Each of the eight worlds feature Mario navigating a scrolling platformer. Mario must avoid getting trapped behind walls as the screen scrolls and navigate successful jumps which can lead to falling into the water below. The level progresses until Mario has moved all of the allotted "distance" points. Distance points are removed for each successful forward movement and added on for each successful backwards movement. Upon beating the eighth level, Mario receives a kiss from the princess, Bowser is thrown out of the castle, and then the game loops with longer distances.

Within the levels, 1-Up Mushrooms and Stars—staples of the Mario series—can be found by hitting the floor above Mario. When the mushroom is collected they will add a life (unless Mario has the maximum three reserved lives, in which case only points will be added); when the Star is collected Mario will be invincible for 10 seconds.

==Game watches==

From the early mid-1980s to the late mid-1990s, Nelsonic Industries produced a line of multi-purpose wristwatches called Game Watches. These electronic devices employed an LCD to either tell the time or to allow players to play a game. In 1989, Nelsonic obtained licensing from Nintendo to produce a series of Game Watches based on popular Nintendo franchises such as Mario/Donkey Kong, The Legend of Zelda, and Star Fox. These games would enjoy limited inherited popularity based on the popularities of the original series, and they would periodically be re-released in a variety of colors. Originally retailing at moderate prices, these games have now become collector's items on the secondary market and fetch large prices at places like eBay.

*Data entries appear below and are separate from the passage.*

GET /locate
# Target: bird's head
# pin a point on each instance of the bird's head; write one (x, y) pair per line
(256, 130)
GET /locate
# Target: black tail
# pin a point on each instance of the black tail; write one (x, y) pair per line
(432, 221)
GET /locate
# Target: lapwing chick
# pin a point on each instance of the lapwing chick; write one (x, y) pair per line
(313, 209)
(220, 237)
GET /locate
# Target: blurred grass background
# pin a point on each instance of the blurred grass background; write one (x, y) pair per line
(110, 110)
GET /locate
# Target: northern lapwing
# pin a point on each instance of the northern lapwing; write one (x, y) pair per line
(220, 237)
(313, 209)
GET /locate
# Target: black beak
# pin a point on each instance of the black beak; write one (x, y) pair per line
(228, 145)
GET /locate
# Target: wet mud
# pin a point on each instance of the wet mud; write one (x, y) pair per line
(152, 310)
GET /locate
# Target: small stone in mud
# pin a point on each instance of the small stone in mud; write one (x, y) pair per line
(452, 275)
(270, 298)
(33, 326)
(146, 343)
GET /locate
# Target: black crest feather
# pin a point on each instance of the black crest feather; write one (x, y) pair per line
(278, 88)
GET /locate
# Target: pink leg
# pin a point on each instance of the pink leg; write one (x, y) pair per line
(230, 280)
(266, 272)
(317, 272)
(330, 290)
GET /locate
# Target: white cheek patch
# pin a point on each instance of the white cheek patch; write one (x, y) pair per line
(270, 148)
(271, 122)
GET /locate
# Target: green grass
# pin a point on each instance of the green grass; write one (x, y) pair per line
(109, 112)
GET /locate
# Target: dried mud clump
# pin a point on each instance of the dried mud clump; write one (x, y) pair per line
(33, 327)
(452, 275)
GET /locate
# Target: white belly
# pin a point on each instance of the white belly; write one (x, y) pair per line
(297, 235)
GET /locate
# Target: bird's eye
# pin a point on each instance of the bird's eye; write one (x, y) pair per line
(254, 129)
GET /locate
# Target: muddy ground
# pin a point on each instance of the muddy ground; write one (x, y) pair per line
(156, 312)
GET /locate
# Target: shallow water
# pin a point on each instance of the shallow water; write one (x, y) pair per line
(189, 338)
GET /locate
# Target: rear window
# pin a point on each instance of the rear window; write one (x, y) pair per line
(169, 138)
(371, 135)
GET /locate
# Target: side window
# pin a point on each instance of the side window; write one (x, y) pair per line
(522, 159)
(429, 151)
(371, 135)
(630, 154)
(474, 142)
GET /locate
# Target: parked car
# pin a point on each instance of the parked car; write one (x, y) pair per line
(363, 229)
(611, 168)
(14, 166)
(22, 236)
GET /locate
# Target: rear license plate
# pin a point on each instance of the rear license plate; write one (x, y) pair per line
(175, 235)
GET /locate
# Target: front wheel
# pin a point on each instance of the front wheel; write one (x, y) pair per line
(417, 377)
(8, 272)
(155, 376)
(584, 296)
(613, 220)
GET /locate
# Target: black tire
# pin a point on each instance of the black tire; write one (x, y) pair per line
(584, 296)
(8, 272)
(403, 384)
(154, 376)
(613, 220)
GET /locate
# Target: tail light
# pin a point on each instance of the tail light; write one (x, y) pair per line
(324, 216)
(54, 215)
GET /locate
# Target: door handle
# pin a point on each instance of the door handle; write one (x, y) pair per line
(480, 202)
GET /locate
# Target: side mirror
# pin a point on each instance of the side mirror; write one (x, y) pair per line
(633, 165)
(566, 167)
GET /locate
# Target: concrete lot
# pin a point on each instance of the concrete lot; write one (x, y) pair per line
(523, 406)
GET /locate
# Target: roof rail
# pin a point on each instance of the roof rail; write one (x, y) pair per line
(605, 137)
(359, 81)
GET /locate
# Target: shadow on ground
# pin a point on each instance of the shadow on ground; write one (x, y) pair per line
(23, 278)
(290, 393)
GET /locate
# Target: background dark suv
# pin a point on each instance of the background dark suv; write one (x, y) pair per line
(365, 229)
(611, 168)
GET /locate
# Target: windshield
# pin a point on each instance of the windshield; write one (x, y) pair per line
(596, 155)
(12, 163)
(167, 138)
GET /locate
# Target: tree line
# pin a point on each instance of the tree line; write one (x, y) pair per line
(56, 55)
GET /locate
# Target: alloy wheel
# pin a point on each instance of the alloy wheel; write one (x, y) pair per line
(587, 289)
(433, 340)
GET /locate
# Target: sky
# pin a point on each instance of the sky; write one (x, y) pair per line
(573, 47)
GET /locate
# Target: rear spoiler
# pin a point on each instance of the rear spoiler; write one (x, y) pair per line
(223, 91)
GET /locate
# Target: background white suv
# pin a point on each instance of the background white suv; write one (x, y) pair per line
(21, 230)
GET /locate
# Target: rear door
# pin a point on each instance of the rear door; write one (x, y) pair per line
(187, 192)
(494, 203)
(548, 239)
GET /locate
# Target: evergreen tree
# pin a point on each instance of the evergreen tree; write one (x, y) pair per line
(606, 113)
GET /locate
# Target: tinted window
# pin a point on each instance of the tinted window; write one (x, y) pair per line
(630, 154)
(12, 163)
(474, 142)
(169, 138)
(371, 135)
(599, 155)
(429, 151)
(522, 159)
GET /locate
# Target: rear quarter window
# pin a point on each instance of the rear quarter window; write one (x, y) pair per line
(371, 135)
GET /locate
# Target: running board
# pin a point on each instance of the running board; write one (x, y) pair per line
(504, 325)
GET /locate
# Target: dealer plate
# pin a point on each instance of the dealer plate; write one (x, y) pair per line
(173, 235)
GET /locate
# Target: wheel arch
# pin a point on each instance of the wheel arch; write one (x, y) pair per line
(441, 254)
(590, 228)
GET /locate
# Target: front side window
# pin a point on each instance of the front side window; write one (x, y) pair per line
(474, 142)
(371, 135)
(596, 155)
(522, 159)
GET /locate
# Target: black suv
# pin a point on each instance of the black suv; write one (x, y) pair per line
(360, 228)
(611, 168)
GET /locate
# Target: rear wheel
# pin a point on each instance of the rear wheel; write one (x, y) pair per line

The earliest of the Nintendo-licensed watches was Super Mario Bros., which was released in June 1989. The Super Mario Bros. 2 Game Watch was released shortly after. Subsequent to this Nelsonic released Game Watch versions of Super Mario Bros. 3 (1990), Super Mario Bros. 4 (1991, based on Super Mario World), and Super Mario Race (1992). Additionally, Donkey Kong (1994) was released as a wristwatch, featuring Mario.

Critics were generally pleased with the game watches and praised their stylishness as articles of clothing. Gameplay was roundly criticized as oversimplified, however, and the watches were considered to have been largely unsuccessful in evoking their original NES title namesakes. Super Mario Brothers 3 was described as "nothing like the NES game" and its single-screen layout resulted in play dynamics that were described as "boring".

List of games in the Mario series for the Nelsonic Game Watch line
| Title | Date of release | Based on |
|---|---|---|
| Super Mario Bros. | June 1989 | Super Mario Bros. |
| Super Mario Bros. 2 | 1989 | Super Mario Bros. 2 |
| Super Mario Bros. 3 | 1990 1992 (UK) | Super Mario Bros. 3 |
| Super Mario Bros. 4 | 1991 | Super Mario World |
| Super Mario Race | 1992 | Super Mario Kart |
| Donkey Kong | 1994 | Donkey Kong |

==Barcode Battler II game==
In 1992, Epoch Co. was licensed to print a series of Nintendo-themed cards for their Barcode Battler II platform. Card sets were printed with both Mario and Zelda themes. Functioning similarly to an LCD e-Reader, the Barcode Battler II required players to swipe barcodes printed on cards across a visual input in order to enter characters, enemies, items, and spells into the console. The Super Mario World: Super Mario Bros. 4 set features 30 software-only cards and is based on the SNES's original Super Mario World.